Tentu lamanya posisi bapak sebagai Direktur karena ada prestasi yang diraih, tapi lamanya jabatan Direktur tidak berbanding lurus dengan standar layanan dalam memanusiakan manusia, zalimnya layanan RSU Datu Beru saya anggap sudah merusak citra bapak sendiri.
Sebagai manusia biasa saya sangat marah, jengkel, kecewa atas apa yang saya alami, seharusnya dalam melayani masyarakat tidak boleh ada pembedaan kelas, tidak boleh ada kasta, namanya darurat semua harus diprioritaskan dan diperlakukan sama.
Jika saya saja mengalami penolakan dan diberikan layanan yang zalim, dugaan saya pasti banyak masyarakat lain juga mengalami nasib yang sama dan perlakuan tidak manusiawi, hanya saja mereka tidak tahu harus mengadu ke siapa, ini adalah tindakan zalim dan diskriminasi, ini kejahatan profesi dan tidak dapat dibenarkan.
Satu hal bapak Direktur, calon buah hati saya yang kedua ini tidak akan pernah kembali, paling saya mendapat simpati dari kanan kiri dan saya sudah ikhlaskan, tahukah bapak berapa umur calon buah hati saya dalam kandungan? Hampir berumur 3 bulan dan saya sangat berbahagia menyambut kehadirannya.
Sebagai pribadi, persoalan yang saya hadapai sudah saya sampaikan kepada orang yang saya anggap dekat dengan bapak untuk memberitahukan soal buruk dan zalimnya layanan di RSU Datu Beru, setidaknya saya alami sendiri dan mungkin pasien lainnya juga mengalami hal yang sama seperti saya, soal kemudian apakah pesan keluhan zalimnya pelayanan RSU Datu Beru itu sampai kepada bapak, saya tidak tahu pasti.
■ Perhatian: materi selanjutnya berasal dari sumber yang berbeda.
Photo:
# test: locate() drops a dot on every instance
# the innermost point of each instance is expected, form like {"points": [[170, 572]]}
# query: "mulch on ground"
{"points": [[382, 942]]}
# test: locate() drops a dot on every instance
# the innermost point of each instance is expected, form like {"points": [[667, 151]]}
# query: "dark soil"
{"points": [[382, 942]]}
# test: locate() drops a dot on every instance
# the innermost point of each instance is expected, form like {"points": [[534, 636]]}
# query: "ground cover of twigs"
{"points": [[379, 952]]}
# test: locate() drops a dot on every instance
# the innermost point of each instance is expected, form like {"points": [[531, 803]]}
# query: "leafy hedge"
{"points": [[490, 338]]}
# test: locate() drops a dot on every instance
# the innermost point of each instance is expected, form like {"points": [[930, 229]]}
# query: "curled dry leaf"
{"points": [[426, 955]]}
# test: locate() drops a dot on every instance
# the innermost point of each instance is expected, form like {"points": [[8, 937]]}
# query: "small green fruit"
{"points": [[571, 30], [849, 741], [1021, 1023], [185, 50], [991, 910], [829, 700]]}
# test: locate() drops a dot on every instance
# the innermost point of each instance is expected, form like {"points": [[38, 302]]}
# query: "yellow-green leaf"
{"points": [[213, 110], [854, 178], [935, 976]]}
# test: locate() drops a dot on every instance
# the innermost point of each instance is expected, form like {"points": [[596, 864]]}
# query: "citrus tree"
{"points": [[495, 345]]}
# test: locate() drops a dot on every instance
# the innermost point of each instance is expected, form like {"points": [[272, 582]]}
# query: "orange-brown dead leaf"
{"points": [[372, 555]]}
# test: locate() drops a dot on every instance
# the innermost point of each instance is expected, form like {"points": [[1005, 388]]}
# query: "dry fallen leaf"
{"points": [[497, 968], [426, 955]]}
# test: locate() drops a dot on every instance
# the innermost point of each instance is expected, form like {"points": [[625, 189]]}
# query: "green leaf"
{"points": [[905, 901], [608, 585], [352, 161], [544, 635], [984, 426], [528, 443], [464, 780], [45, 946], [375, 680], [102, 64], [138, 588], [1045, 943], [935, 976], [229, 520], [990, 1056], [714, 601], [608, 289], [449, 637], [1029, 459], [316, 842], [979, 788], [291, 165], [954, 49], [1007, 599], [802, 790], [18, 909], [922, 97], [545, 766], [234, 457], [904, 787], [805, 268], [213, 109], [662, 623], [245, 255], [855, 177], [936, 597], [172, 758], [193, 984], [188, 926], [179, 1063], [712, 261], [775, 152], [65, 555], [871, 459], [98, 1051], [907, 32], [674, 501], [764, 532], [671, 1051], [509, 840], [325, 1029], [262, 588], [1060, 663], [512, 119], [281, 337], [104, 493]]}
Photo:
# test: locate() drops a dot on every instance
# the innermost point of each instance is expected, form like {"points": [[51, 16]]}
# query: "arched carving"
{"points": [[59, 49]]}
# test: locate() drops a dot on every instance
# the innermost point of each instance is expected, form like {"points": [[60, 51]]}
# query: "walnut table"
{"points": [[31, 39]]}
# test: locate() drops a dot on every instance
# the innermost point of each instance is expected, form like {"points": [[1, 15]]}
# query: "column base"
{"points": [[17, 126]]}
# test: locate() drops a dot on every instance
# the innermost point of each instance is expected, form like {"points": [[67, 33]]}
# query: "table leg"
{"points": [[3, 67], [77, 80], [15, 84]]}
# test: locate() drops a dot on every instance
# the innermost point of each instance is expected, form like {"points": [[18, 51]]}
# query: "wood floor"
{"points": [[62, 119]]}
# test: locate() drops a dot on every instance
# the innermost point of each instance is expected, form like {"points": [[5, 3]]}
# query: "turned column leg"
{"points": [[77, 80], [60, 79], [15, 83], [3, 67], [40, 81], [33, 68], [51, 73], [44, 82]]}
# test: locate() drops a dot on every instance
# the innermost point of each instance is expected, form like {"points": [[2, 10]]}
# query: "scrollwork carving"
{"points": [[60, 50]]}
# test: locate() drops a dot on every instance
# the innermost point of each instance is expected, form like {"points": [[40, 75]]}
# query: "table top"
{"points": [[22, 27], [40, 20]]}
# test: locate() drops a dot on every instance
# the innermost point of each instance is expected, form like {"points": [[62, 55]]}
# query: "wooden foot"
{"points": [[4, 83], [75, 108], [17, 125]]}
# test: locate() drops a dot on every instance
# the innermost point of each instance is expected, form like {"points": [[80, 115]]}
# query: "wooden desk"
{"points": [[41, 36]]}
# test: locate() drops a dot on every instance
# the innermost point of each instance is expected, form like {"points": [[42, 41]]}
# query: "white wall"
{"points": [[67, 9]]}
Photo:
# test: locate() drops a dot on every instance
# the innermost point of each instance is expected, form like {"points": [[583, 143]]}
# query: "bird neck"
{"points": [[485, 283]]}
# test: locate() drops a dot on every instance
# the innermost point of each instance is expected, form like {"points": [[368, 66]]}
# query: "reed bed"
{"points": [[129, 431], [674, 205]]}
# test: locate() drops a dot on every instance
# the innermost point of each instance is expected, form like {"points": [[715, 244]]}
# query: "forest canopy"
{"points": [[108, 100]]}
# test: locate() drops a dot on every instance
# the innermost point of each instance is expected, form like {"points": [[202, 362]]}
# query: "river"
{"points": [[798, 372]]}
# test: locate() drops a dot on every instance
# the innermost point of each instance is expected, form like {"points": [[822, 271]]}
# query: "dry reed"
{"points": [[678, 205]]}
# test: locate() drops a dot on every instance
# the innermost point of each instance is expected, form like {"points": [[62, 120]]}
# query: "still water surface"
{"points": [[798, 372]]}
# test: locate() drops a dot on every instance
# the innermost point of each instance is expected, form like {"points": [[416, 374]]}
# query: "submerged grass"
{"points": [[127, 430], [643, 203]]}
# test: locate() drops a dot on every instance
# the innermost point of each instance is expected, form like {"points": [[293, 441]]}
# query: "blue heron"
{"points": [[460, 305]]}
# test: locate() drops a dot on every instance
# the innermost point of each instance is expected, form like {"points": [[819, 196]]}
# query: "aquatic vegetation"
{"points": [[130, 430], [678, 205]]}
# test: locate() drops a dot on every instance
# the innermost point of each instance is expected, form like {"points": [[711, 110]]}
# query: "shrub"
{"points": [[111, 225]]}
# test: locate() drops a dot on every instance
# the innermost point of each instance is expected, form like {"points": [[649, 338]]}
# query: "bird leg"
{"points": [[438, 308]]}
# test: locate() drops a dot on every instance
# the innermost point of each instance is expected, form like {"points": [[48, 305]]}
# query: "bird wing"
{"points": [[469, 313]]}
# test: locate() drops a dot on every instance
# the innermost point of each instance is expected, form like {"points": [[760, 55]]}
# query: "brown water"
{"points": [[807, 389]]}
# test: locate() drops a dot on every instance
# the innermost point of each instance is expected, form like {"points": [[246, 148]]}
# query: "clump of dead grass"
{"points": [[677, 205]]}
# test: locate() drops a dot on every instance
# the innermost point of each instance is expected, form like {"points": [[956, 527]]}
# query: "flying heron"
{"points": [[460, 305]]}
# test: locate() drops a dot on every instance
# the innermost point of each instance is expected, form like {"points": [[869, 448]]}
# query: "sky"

Ingin sekali saya Whatsapp langsung ke bapak, saya urungkan niat itu karena saya tahu mungkin bapak sedang diluar daerah, sedang sibuk menempuh pendidikan atau mungkin saat itu bapak sedang lelah diperjalanan.
Semoga surat terbuka ini tersampaikan dan terbacakan oleh bapak sebagai Direktur RSU Datu Beru yang paling berprestasi, sekedar untuk dijadikan bahan evaluasi, cukup pada saya kejadian ini terjadi, jangan sampai kejadian yang menimpa saya juga menimpa orang lain, perbaikilah pak!
Pelayanan memanusiakan manusia adalah hak seluruh pasien. Pasien miskin, pasien kaya, pasien berpangkat, pasien pejabat semua mempunyai hak yang sama. Jangan pernah lihat kasta pasien dan perlakukanlah semua pasien seadil-adilnya dan semanusiawi mungkin. Tanggungjawab itu ada dipundak bapak sebagai Direktur Badan Layanan Umum RSU Datu Beru. Terima Kasih.